As Tyne has reported here on U.S. Farm Report, weed experts all across the Corn Belt have been deluged with questions and complaints about dicamba damage.
Insurance companies have made it clear they want no part of the liability involved, causing commercial and custom applicators to hesitate to spray dicamba in many places.
State government oversight agencies are wrestling with possible actions. I would suspect litigation attorneys are carefully preparing the ground work for possible individual and even class action lawsuits with several zeroes in the damage claim numbers.
And all of us are anticipating the yield maps documenting unhappy results when the combines start rolling.

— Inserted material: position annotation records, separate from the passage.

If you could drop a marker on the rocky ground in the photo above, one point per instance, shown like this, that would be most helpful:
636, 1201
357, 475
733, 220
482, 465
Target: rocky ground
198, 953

The arc of this story is becoming clear I think.
First, weed pressure is intensifying, and dicamba resistant crops are clearly one powerful tool to bolster our arsenal to combat this threat. Our experience is it works very well.
Second, efforts to keep dicamba in its place have produced mixed and even counter-productive results. For example, many troublesome species invade from the outside in, such as this waterhemp. The required buffer zones for many dicamba applications frustrate attacking this problem.
Adjuvants and mechanical means of controlling drift and volatilization seem to decrease the effectiveness of dicamba on some weeds. Dicamba's volatility is actually a plus when tackling many weeds as it helps disperse to all the growing points.
Finally, it borders on impossible to clean a sprayer thoroughly enough to prevent some damage on subsequent applications. For all practical purposes, you clean out dicamba by spraying fall burndown.
Weed scientists have used cautious wording, but more voices are pointing out what has been obvious to farmers and applicators for weeks: this is not imaginary nor is there some other mysterious cause.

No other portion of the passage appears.